New search engine Wolfram Alpha launched in the UK recently. Clearly a lot of man hours have been invested into developing this tool but there are some fundamental failings. The biggest of which will also mark it's eventual downfall and generally marks the downfall of all new search engines, it's not as good as Google.

What has to be congratulated, is the amount of PR that Mr Wolfram obtained for his project. Despite the performance of the search engine, I would imagine that online PR would have been easier to obtain due to the desire from the online community for a rival to Google.

The world needs another search engine.
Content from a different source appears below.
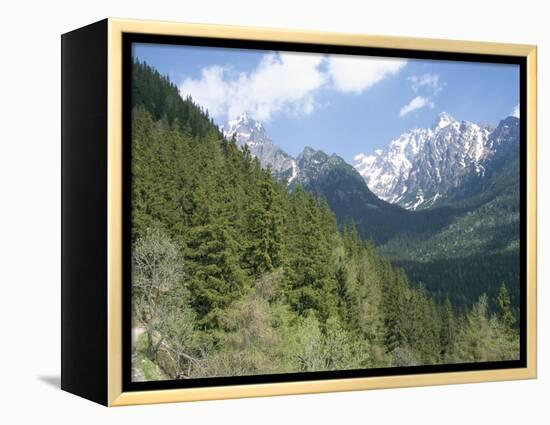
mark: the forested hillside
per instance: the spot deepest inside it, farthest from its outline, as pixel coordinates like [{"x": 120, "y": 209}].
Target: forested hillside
[{"x": 232, "y": 274}]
Google recently suffered from a power outage that, despite being less than two hours long, seemed to cause pandamonium in the online world and the bright future of cloud computing was questioned for the first time.

Google is the greatest risk for e-commerce with businesses reliant on traffic from both paid and natural search. Granted, it is a cost effective means of promoting your website but even basic businesses accept that a reliance on one area of the supply chain represents considerable risk to stability.

Mr Wolfram can be comforted however by the fact that far bigger players have also failed when competing against the big G.

Ask tried to change perceptions by being the first search agency to feature multiple formats within their SERP's in what we now refer to colloquially as Universal Search. They have now brought back Jeeves with a view to gaining more brand noise.

Yahoo! continues to struggle against the tide. The much hyped Panama change to calculating paid search results failed to ignite revenues in this area of the business and rumours of a takeover by Microsoft continue to rumble on in the background.

MSN has recently launched Bing to try and save face from the failures of Live.com. To be honest, I'm not sure what they have gained here. It wasn't the brand that was the problem with Live, it was the results offered to the users and the speed in which it was capable of updating the index that caused problems.

Cuil launched in 2008 and claimed to have a larger index than any other search engine. Whilst this USP initially generated a lot of interest, once again the users quickly dropped off.

There are a lot more that could be added to this list as well.

There is a very limited window of opportunity for a new search engine to capture users on a permanent basis. If a user has a unsuccessful search using a new search engine, the chances are they will go straight back to Google. Even offering incentives to search in the form of cash rewards or charity donations has failed to change the balance of power. At the end of the day, people search online for the rightresults. When Google gives you the results you want, why go anywhere else?